Hetanews.com - AJ Hutto berusia 6 tahun ketika dia harus menjadi saksi di pengadilan terkait kematian kakak perempuannya, Adrianna. Dia menjadi saksi kunci dalam kasus itu yang kesaksiannya membuat semua yang hadir di persidangan tercengang.

Kasus ini bermula ketika Adrianna tewas tenggelam di kolam renang pada 2007 silam. Dalam laporan ABC, bocah perempuan berusia 7 tahun itu tewas saat bermain sendiri di pinggir kolam renang.

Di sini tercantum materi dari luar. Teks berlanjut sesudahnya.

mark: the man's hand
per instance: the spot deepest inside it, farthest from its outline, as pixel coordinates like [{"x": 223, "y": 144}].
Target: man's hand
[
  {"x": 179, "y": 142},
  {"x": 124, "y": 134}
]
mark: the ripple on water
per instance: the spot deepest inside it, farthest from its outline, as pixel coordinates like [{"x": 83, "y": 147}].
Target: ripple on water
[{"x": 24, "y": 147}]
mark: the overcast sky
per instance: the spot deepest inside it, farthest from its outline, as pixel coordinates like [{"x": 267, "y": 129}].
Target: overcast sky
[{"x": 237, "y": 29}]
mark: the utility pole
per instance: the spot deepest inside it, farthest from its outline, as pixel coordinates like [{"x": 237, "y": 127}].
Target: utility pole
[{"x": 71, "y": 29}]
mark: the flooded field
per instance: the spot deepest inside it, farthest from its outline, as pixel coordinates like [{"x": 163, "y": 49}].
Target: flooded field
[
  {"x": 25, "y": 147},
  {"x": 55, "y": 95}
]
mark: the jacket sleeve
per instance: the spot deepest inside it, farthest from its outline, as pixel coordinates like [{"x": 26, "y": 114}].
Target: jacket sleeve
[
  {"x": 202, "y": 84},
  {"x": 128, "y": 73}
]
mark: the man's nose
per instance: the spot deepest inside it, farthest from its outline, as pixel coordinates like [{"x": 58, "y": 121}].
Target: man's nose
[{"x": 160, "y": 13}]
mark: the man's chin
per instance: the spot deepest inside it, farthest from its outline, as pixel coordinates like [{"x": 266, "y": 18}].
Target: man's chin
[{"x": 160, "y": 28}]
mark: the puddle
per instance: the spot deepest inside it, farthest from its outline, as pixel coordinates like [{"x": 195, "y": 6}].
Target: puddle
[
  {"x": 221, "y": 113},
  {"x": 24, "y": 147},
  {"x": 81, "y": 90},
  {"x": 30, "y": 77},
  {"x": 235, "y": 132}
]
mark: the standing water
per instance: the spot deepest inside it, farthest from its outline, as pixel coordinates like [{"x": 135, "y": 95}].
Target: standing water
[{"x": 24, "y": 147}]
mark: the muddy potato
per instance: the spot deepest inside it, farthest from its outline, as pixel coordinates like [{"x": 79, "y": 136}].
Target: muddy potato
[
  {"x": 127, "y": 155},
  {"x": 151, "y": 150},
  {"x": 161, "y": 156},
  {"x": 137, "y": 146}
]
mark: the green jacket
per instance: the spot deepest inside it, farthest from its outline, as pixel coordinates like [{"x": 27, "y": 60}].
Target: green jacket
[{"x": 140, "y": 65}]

Amanda kemudian melapor ke polisi soal kejadian tersebut. Kepada petugas, wanita 35 tahun tersebut mengaku Adrianna terpeleset dan tercebur ke kolam renang.

Sang ibu kemudian lompat ke dalam kolam renang berusaha menolong anak sulungnya. Meski sudah berusaha memberi napas buatan, Amanda mengaku, nyawa Adrianna tetap tidak tertolong.

Polisi kemudian membawa kasus ini ke pengadilan sebagai kecelakaan. Semua orang yang hadir di persidangan pun mengira hal yang sama dengan kepolisian berdasarkan keterangan Amanda.

Namun, semuanya berubah 180 derajat ketika Hutto dihadirkan ke persidangan. Adik Adrianna satu-satunya itu terlihat tertekan dan menangis.

Sambil berurai air mata dengan nada getir dia mengatakan bahwa semua pengakuan ibunya bohong. Sembari melihat ke arah ibunya, Hutto kemudian mengatakan, "Kakaku bukan terpeleset. Mama saya yang menenggelamkannya, bukan?"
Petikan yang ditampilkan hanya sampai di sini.